Dans un coin de la chambre quelque chose de petit, de rouge, que tenaient les mains blanches et tremblantes de Marie Bogdanovna, respirait et poussait des cris aigus.




Deux heures plus tard, le prince André entrait à pas lents dans le cabinet de son père. Le vieux savait déjà tout. Il était debout près de la porte, et dès qu’elle s’ouvrit, en silence, de ses mains dures comme des tenailles, il enlaça le cou de son fils et sanglota comme un enfant.
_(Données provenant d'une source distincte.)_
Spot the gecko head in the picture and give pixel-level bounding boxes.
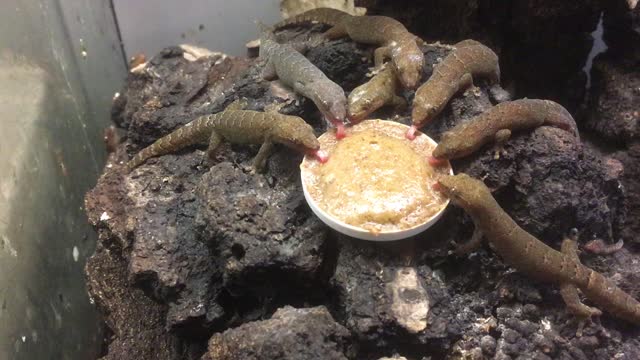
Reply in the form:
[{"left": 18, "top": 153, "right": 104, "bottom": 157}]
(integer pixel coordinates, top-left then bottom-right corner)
[
  {"left": 347, "top": 84, "right": 384, "bottom": 124},
  {"left": 391, "top": 38, "right": 424, "bottom": 89},
  {"left": 433, "top": 173, "right": 491, "bottom": 211},
  {"left": 272, "top": 116, "right": 320, "bottom": 155}
]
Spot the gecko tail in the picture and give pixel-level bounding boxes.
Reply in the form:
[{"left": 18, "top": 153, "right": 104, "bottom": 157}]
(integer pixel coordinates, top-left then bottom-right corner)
[{"left": 580, "top": 269, "right": 640, "bottom": 325}]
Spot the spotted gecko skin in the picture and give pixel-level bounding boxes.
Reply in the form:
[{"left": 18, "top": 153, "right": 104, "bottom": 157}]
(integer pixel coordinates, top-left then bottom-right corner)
[
  {"left": 275, "top": 8, "right": 424, "bottom": 89},
  {"left": 127, "top": 110, "right": 320, "bottom": 172},
  {"left": 347, "top": 66, "right": 407, "bottom": 124},
  {"left": 434, "top": 174, "right": 640, "bottom": 325},
  {"left": 430, "top": 99, "right": 579, "bottom": 165},
  {"left": 259, "top": 26, "right": 347, "bottom": 138},
  {"left": 407, "top": 40, "right": 500, "bottom": 139}
]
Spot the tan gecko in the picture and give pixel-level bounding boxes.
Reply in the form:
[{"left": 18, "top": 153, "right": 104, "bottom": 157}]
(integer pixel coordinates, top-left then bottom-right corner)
[
  {"left": 127, "top": 102, "right": 326, "bottom": 172},
  {"left": 407, "top": 40, "right": 500, "bottom": 140},
  {"left": 429, "top": 99, "right": 579, "bottom": 165},
  {"left": 347, "top": 66, "right": 407, "bottom": 124},
  {"left": 434, "top": 174, "right": 640, "bottom": 325},
  {"left": 275, "top": 8, "right": 424, "bottom": 89}
]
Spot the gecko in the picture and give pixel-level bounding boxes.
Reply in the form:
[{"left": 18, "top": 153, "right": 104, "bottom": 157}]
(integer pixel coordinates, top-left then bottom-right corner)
[
  {"left": 126, "top": 102, "right": 327, "bottom": 172},
  {"left": 429, "top": 99, "right": 579, "bottom": 166},
  {"left": 347, "top": 66, "right": 407, "bottom": 124},
  {"left": 258, "top": 24, "right": 347, "bottom": 139},
  {"left": 275, "top": 8, "right": 424, "bottom": 89},
  {"left": 407, "top": 40, "right": 500, "bottom": 140},
  {"left": 434, "top": 174, "right": 640, "bottom": 325}
]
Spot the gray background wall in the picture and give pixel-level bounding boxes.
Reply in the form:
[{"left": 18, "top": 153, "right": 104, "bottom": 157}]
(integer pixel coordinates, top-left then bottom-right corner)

Trois jours après, on chantait les hymnes funèbres sur la petite princesse. Et le prince André, monté sur les marches du catafalque, lui disait adieu. Dans le cercueil, le visage, malgré ses yeux clos, disait encore : « Ah ! que m’avez-vous fait ! »

Et le prince André sentait qu’en son âme quelque chose se brisait, qu’il était coupable d’un malheur irréparable et inoubliable. Il ne pouvait pleurer. Le vieux monta aussi et baisa une des petites mains cireuses, placées haut et immobiles l’une au-dessus de l’autre. À lui aussi le visage disait : « Ah ! pourquoi m’avoir fait cela ! » En apercevant ce visage, le vieux se détourna courroucé.